Curl Power: These Young Athletes Have the Stones

By Chris Knight

Rating: A

“Teenagers are weird,” says one of the young subjects of the documentary Curl Power. Curlers are too. Both groups are little understood by outsiders, who also tend to think the life of a member is easier than actually is.

Brooklyn, Hannah, Savannah, Amy and Ashley know better. They are teenagers and also curlers, and director Josephine Anderson captures all that is best and most confusing about both conditions.

The film starts on a somewhat typical note, as these high schoolers from Maple Ridge B.C. (just outside Vancouver) talk about their dreams of becoming Canadian National Curling Champions one day.

But the further we get into the film’s 85 minutes, the more we realize that this isn’t going to be a traditional sports doc, with an arc of competition leading to victory or defeat. In fact, it’s fair to say that by the midpoint of the movie, viewers probably won’t really care if they even see another end played.

It’s not that the games aren’t interesting. (And DP Claire Sanford certainly does a marvellous job of shooting them!) But there’s just so much else going on — school, university applications, boyfriends, depression, health issues, body issues, parents, etc.

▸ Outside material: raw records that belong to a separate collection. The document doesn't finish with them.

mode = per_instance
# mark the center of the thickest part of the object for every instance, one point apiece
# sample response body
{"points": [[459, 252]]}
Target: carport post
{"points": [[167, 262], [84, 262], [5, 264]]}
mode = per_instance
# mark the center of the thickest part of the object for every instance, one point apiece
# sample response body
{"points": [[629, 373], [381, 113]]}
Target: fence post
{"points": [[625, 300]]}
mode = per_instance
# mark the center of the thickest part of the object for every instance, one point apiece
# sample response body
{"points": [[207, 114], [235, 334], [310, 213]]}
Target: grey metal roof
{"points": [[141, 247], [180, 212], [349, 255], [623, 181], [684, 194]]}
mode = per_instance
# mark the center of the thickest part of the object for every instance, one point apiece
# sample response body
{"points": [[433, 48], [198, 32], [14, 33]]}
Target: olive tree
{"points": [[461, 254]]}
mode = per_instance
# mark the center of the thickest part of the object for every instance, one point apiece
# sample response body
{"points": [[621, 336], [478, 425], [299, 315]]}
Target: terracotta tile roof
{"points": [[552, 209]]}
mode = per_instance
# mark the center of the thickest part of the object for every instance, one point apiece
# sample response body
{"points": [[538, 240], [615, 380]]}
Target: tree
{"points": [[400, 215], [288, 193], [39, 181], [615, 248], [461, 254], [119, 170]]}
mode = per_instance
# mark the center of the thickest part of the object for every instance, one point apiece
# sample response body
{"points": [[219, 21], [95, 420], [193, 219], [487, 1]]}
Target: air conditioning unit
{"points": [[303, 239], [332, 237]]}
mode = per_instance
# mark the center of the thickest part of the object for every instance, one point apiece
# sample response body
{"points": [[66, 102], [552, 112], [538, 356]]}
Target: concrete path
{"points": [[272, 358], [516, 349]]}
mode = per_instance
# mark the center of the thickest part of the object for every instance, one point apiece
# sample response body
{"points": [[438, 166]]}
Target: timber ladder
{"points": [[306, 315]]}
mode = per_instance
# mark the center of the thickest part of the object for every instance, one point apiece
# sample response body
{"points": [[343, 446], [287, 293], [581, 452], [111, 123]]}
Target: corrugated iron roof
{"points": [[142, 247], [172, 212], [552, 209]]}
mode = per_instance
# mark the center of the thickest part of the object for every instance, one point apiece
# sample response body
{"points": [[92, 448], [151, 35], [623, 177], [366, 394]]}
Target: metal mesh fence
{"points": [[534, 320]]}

It’s easy to feel confident on the ice, one of the girls notes. It’s a self-contained world, 15 by 150 feet, filled with 16 stones weighing in at about 700 pounds, grounded by strict rules and terminology.

But real life is bigger and far more complicated, and Anderson, who followed her subjects for three years, eavesdrops on moments of their thoughtful, tender realizations of what a wide, weird world it is. And how these friends will soon be heading their separate ways in it.

Their unfiltered comments show how fully the director has gained the trust of her subjects. The film’s respectful presentation proves how well deserved it was.

Curl Power. Directed by Josephine Anderson. With Brooklyn Aleksic, Hannah Smeed, Savannah Miley, Amy Wheatcroft and Ashley Dezura. In theatres January 24.